AVAudioEngine Tutorial for iOS: Getting Started

Learn how to use AVAudioEngine to build the next greatest podcasting app! Implement audio features to pause, skip, speed up, slow down and change the pitch of audio in your app. By Ryan Ackermann.

4.5 (8) · 5 Reviews

Download materials
Save for later
Share
Update note: Ryan Ackermann updated this tutorial for iOS 14, Xcode 12 and Swift 5. Scott McAlister wrote the original.

Mention audio processing to most iOS developers, and they’ll give you a look of fear and trepidation. That’s because, prior to iOS 8, it meant diving into the depths of the low-level Core Audio framework — a trip only a few brave souls dared to make. Thankfully, that all changed in 2014 with the release of iOS 8 and AVAudioEngine. This AVAudioEngine tutorial will show you how to use Apple’s new, higher-level audio toolkit to make audio processing apps without the need to dive into Core Audio.

That’s right! No longer do you need to search through obscure pointer-based C/C++ structures and memory buffers to gather your raw audio data. If you understand basic Swift code, this tutorial will guide you through the adding audio features to an app.

Swifty looking concerned

In this tutorial, you’ll use AVAudioEngine to build the next great podcasting app: Raycast. :]
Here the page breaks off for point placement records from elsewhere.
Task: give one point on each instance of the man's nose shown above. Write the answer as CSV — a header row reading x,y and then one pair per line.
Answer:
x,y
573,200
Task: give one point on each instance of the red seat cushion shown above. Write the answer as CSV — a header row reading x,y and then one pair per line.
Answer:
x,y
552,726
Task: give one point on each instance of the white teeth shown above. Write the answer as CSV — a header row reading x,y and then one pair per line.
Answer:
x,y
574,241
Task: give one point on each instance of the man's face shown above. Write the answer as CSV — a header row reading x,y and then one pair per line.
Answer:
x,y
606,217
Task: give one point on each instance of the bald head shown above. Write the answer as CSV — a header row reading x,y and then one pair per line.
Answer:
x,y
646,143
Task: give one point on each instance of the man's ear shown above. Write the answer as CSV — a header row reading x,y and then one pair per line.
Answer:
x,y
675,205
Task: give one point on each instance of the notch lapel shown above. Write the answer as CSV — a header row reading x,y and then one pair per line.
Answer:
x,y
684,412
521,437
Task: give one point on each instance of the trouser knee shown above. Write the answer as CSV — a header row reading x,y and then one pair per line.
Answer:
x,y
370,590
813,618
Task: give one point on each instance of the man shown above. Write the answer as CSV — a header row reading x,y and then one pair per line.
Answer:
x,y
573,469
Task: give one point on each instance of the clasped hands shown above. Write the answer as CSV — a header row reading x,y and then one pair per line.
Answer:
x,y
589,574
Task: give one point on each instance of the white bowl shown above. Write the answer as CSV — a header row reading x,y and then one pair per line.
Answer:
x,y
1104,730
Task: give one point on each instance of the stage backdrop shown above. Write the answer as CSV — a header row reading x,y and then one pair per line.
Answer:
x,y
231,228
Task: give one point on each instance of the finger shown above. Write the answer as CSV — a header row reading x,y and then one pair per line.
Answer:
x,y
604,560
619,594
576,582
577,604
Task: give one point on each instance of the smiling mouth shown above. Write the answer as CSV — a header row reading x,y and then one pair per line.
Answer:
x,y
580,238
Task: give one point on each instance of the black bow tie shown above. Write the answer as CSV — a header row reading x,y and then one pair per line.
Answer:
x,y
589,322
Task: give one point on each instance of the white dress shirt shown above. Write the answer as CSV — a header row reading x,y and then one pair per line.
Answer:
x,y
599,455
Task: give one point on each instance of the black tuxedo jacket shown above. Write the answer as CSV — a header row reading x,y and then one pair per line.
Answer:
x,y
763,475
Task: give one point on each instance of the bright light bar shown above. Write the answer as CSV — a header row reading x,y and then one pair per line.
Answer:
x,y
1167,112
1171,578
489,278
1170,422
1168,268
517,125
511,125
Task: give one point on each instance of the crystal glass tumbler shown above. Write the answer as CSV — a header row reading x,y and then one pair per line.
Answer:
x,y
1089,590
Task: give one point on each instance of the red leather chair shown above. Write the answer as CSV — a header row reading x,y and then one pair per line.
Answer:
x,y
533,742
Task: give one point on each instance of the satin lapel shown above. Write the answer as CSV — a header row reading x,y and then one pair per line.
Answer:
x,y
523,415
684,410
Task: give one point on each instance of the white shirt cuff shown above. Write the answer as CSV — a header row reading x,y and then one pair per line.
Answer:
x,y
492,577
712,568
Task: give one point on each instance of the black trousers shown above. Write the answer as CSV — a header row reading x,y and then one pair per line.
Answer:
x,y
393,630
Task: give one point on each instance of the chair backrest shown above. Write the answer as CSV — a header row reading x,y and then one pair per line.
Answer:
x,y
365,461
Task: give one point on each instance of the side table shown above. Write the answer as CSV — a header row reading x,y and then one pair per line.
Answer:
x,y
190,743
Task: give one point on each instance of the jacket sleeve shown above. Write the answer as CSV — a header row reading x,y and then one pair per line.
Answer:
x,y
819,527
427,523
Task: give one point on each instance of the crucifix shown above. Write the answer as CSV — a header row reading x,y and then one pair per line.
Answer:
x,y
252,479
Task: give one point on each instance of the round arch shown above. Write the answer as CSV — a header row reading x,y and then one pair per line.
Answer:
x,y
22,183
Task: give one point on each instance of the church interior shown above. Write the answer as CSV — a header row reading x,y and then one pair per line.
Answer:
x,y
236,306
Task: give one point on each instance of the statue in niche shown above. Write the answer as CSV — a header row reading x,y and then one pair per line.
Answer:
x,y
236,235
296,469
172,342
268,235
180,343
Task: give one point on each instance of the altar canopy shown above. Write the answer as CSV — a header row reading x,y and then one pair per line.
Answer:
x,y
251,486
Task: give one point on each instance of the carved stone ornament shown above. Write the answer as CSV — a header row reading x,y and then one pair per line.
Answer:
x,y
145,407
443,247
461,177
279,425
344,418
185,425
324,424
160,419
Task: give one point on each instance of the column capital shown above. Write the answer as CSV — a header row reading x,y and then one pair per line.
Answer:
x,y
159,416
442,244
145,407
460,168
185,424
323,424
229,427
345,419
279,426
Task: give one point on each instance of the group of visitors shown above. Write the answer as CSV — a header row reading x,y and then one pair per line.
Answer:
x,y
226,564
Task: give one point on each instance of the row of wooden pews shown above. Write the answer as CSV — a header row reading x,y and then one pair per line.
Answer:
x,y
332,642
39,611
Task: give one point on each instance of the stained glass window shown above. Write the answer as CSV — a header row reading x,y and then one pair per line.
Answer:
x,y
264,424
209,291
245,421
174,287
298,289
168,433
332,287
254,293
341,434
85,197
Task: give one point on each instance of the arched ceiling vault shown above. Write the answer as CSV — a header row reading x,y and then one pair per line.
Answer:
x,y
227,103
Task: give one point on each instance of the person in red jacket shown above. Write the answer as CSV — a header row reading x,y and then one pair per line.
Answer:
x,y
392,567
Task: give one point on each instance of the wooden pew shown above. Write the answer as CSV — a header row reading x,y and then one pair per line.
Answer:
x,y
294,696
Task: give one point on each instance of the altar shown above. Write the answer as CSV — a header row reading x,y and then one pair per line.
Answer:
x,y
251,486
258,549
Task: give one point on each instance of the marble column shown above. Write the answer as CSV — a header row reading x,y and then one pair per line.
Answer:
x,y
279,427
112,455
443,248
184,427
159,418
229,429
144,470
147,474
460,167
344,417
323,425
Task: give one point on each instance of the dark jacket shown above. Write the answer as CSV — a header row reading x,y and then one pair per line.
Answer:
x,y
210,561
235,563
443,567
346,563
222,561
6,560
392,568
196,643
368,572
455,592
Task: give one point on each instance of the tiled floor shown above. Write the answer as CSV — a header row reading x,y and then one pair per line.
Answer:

The features you’ll implement in this app are:

  • Play a local audio file.
  • View the playback progress.
  • Observe the audio signal level with a VU meter.
  • Skip forward or backward.
  • Change the playback rate and pitch.

When you’re done, you’ll have a fantastic app for listening to podcasts and audio files.

short demo animation of the Raycast app

Getting Started

Download the starter project by clicking the Download Materials button at the top or bottom of the tutorial.

Build and run your project in Xcode, and you’ll see the basic UI:

screenshot of the starter project app

The controls don’t do anything yet. In fact, they’re disabled for now since the audio isn’t ready to play. However, the controls are set up to call their respective view model methods that you’ll implement.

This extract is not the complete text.